PalmOne last week introduced two new color models of its consumer handhelds, the Zire 31 and Zire 72, along with a long-awaited maintenance update to its Mac desktop software, Palm Desktop 4.2.1.
Zire 31 -- When the company released its first Zire handheld in 2002, it appeared to be a step backwards (see "Palm Offers Low-price, No-frills Zire Handheld" in TidBITS-652). While other personal organizers were gaining faster processors, color screens, and improved networking capabilities, the Zire arrived with specifications akin to the original Pilot, such as 2 MB of memory and a monochrome screen (with no backlight). To everyone's surprise (except for Palm), the Zire was a hit, tapping into the fact that many people primarily use their handhelds to keep track of contacts and calendars. The fact that the Zire (and later, the slightly upgraded Zire 21) cost only $100 was also instrumental in its success.
Now, PalmOne believes that even cost-conscious users are willing to pay a little more for a better handheld, while keeping the Zire's streamlined feature set. For $150, the Zire 31 features a color screen capable of displaying thousands of colors, 16 MB of memory, Palm OS 5.2.8, an expansion slot that accepts MultiMediaCard/SD cards, and the 5-way Navigator control (which replaces the scroll-up and scroll-down buttons) found on the company's other recent handhelds. The Zire 31 also includes a rechargeable lithium ion polymer battery, a fairly speedy 200 MHz Intel ARM-based processor, and a stereo headphone jack to use the device as an MP3 audio player. Like previous Zire models, this one uses a standard mini-USB cable to synchronize with the computer, versus the Universal Connector port found on the Tungsten line of devices.

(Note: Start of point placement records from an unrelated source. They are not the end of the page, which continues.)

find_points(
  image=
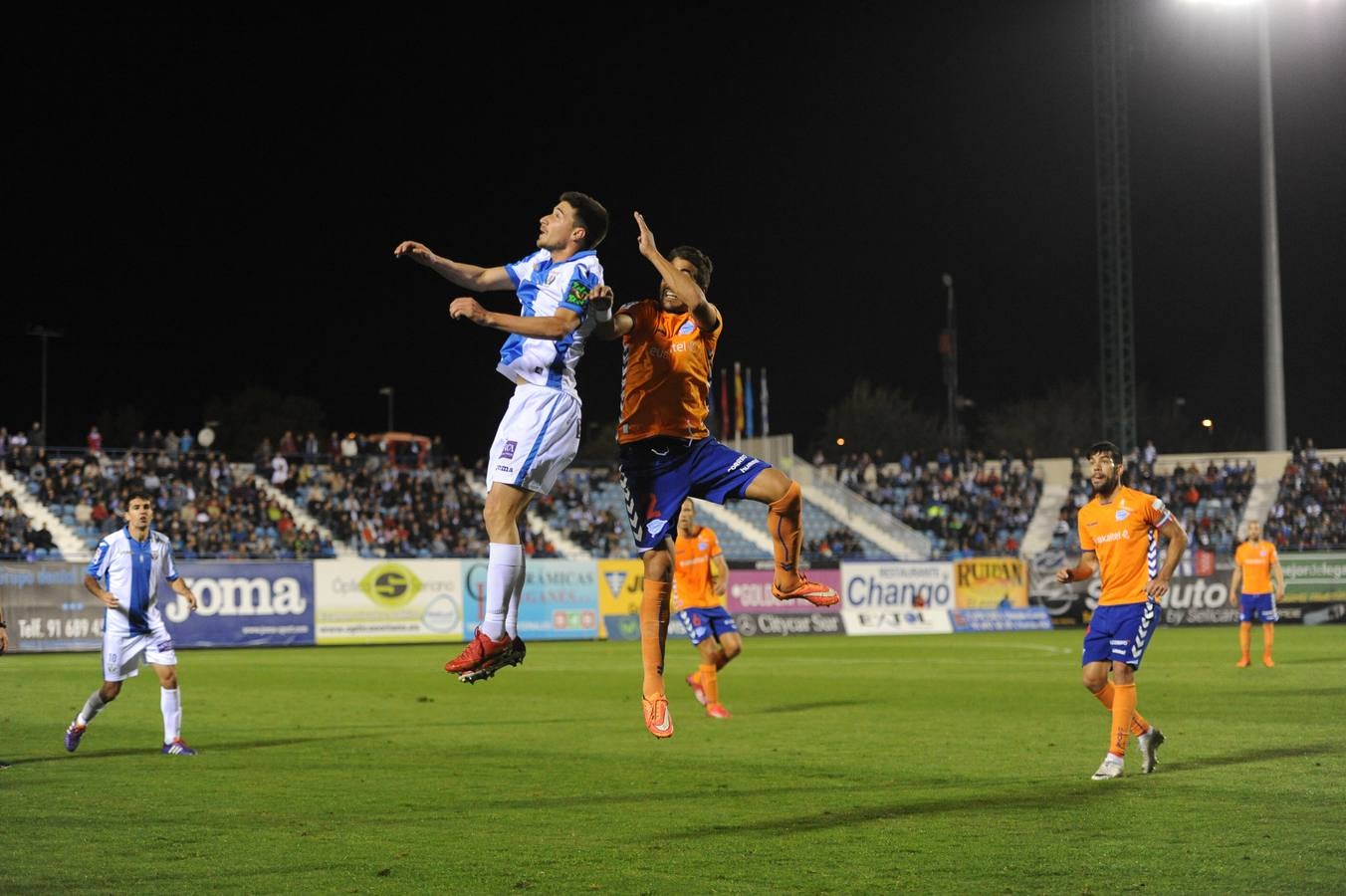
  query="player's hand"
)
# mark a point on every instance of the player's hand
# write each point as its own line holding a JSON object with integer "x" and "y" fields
{"x": 469, "y": 309}
{"x": 645, "y": 242}
{"x": 602, "y": 298}
{"x": 413, "y": 251}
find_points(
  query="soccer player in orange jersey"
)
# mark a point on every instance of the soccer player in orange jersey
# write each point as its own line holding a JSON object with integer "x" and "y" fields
{"x": 1119, "y": 536}
{"x": 666, "y": 452}
{"x": 1254, "y": 562}
{"x": 700, "y": 577}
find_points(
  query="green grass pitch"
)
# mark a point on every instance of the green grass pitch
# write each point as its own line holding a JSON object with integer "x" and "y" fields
{"x": 851, "y": 765}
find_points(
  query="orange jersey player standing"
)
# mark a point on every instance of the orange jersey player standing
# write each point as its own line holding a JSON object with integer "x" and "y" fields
{"x": 668, "y": 454}
{"x": 700, "y": 577}
{"x": 1119, "y": 536}
{"x": 1254, "y": 563}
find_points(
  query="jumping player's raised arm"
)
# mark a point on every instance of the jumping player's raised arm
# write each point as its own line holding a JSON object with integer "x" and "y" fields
{"x": 680, "y": 282}
{"x": 551, "y": 328}
{"x": 455, "y": 272}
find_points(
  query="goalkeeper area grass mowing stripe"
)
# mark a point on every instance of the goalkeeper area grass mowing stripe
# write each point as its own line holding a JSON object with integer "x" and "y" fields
{"x": 851, "y": 765}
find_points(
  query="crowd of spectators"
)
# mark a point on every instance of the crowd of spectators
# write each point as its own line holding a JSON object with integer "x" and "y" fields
{"x": 966, "y": 504}
{"x": 577, "y": 509}
{"x": 1208, "y": 502}
{"x": 203, "y": 508}
{"x": 381, "y": 508}
{"x": 1310, "y": 509}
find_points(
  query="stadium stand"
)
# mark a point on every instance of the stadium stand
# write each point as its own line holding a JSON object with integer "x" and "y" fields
{"x": 1310, "y": 508}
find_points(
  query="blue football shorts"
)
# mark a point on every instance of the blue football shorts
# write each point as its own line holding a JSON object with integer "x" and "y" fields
{"x": 660, "y": 474}
{"x": 1257, "y": 608}
{"x": 1120, "y": 632}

Zire 72 -- If it weren't for a similar physical design, you might wonder how the Zire 72 can be legitimately grouped with the Zire 31. For $300, the Zire 72 is PalmOne's consumer multimedia handheld. It features a high-resolution color screen (16-bit color in a 320 by 320 pixel area), 32 MB of memory, a 312 MHz Intel PXA270 processor, Palm OS 5.2.8, headphone jack, expansion slot, rechargeable battery, and mini-USB HotSync cable. Unlike the Zire 71, which it replaces, the Zire 72 includes built-in Bluetooth wireless networking (which I use almost exclusively to synchronize the data on my Tungsten T and PowerBook G4 - one less cable to carry around!), and a built-in voice recorder.
The Zire 72 will also appeal to the image conscious: not because it's attractively designed (it is), but because it includes an integrated 1.2 megapixel digital camera capable of taking images at 1280 by 960 pixels. (The camera also boasts a 2x digital zoom, but in my experience digital zoom serves only to make otherwise decent images blurry.) The camera can also capture video at 320 by 240 pixels; however, currently the video is saved in ASF format, and can't be played back on a Mac without a third-party utility such as MPlayer.
Palm Desktop 4.2.1 -- Many Palm users who upgraded to Mac OS X 10.3 Panther discovered that Palm Desktop refused to work properly. After several months, a new version of Palm Desktop is available that fixes the permissions issue that caused the problem. The download also includes version 3.1 of the Send to Handheld droplet, which facilitates the transfer of image and audio files from the Mac to the handheld. Palm Desktop 4.2.1 is a free 12.1 MB download, but unfortunately you need to fill out a form, receive an email from PalmOne containing a URL to click, and agree to a legal form that appears in a pop-up window in order to download the installer. Or, if you have trouble getting the email from PalmOne, just use the second link below.
PalmOne has also released a separate utility for users of Mac OS X 10.2 or 10.3 who ran into an Access Denied error after installing iSync 2.1. The PalmOne Permission Fixer, a 20K download, corrects the permissions of the folders that contain the HotSync conduit files (which dictate how data is synchronized between the Mac and the handheld's expansion card).
Continued Support for the Mac -- Lastly, PalmOne expressed its ongoing support of the Mac platform when the new Zire handhelds were released. In an interview with MacCentral, Stéphane Maes, PalmOne's senior product line manager for handhelds reiterated support for the Mac platform for future PalmOne devices, saying, "We will continue to meet Mac users' needs regardless of what OS we're running."
In February 2004, PalmSource (the spin-off company that now handles Palm OS development) demonstrated Palm OS Cobalt, the next version of the handheld operating system and let slip that Mac synchronization would no longer be supported. Independent Mac developer Mark/Space took advantage of the news and announced that the next version of its Missing Sync utility would provide that synchronization and more (see "PalmSource to Drop Mac Support in Palm OS Cobalt" in TidBITS-717).
It's not yet clear if that support will come in the form of updated Palm Desktop software, the licensing of Missing Sync, or some entirely new solution, but it is heartening to hear that the Mac community won't be left out in the cold as the Palm platform advances.